QUE FAIRE DES CHINOIS D'ARAFAT ?
Ces milliers d'indésirables, parfois de tout petits, sont apparus ces dernières années comme une bourrasque longtemps ignorée, mais qui menace d'emporter toute la société ivoirienne

Ils sont si nombreux et si vifs, avec leur taille si menue qu'on les appelle les "Chinois". Enfants de rue, hères qui n'avaient d'yeux que pour celui à qui ils s'identifiaient - Arafat - ils ont fait de certains quartiers d'Abidjan leurs terrains de chasse quand le Yorobo lui-même manquait de les gratifier de sacs de riz et de vivres. Souvent comparés aux "chégues" de Kinshasa, aux gamins des favelas de Sao Paulo, ils sont les fruits, que dis-je, les conséquences d'une société qui a passé dix ans à s'entredéchirer, à s'escrimer, à s'autodétruire pour une hypothétique course au pouvoir. Car, pendant que les hommes politiques se donnaient le change à travers les intrigues et les armes à feu, pendant que les femmes, leurs enfants accrochés aux flancs, avaient pris la route de l'exil, de milliers de gamins laissés sur place avaient survécu dans une Côte d'Ivoire à la dérive où le sang humain était régulièrement répandu, mêlé aux pratiques magico-religieuses absurdes. Sans éducation formelle, sans famille pour leur transmettre le sens civique, ces enfants sont devenus, après la crise, cette plaie puante que l'on houspille aujourd'hui à coups d'invectives, que l'on combat à coups de raffles et de tirs à balles réelles.

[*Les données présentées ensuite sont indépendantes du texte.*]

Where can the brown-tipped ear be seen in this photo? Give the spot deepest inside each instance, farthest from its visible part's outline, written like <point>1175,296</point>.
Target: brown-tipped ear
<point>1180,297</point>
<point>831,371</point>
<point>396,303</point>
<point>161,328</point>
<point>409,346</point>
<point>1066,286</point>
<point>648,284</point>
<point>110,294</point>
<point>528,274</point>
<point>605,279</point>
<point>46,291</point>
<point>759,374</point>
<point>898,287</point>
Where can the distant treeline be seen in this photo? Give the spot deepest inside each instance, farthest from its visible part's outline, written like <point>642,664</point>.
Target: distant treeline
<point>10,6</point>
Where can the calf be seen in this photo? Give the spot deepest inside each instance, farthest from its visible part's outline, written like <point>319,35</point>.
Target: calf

Mais ils sont désormais insensibles à tout, ces "microbes" et "Chinois". Ils ne peuvent plus et ne veulent plus reculer devant la haine déferlante qu'ils inspirent aux biens pensants. Ils ont profané la tombe de leur idole? Que non, ils voulaient simplement s'assurer que c'était lui, oui, seulement lui que cette cruelle mort a réduit...Ils ont défié l'autorité ? Mais quelle autorité ? Et qui leur a dit que ces gens-là incarnaient une quelconque valeur à leurs yeux? D'ailleurs, c'est quoi une valeur ?
Ces milliers d'indésirables, parfois de tout petits, sont apparus ces dernières années comme une bourrasque longtemps ignorée, mais qui menace d'emporter toute la société ivoirienne. Les autorités qui ont toujours joué à l'autruche, considèrent ce phénomène comme dérisoire et secondaire, préférant s'occuper d'illusoires indices de développement, ces éléments édictés par la Banque Mondiale avec les fameux taux de croissance qui n'ont jamais fait le bonheur d'aucun peuple. Elles ont oublié, ces autorités, que tant qu'une partie de la population croupit dans la crasse et le noir, les statistiques les plus flatteuses ne serviront à rien. Les "Chinois" viennent le leur rappeler brutalement. Ils leur rappellent mieux que leur existence: leur droit de vivre à travers la mort de l'un des leurs, leur champion et le plus illustre d'entre eux. Pour beaucoup, cette situation constitue une chance inouïe à saisir. Pour les autorités, c'est l'occasion de faire d'eux de véritables citoyens.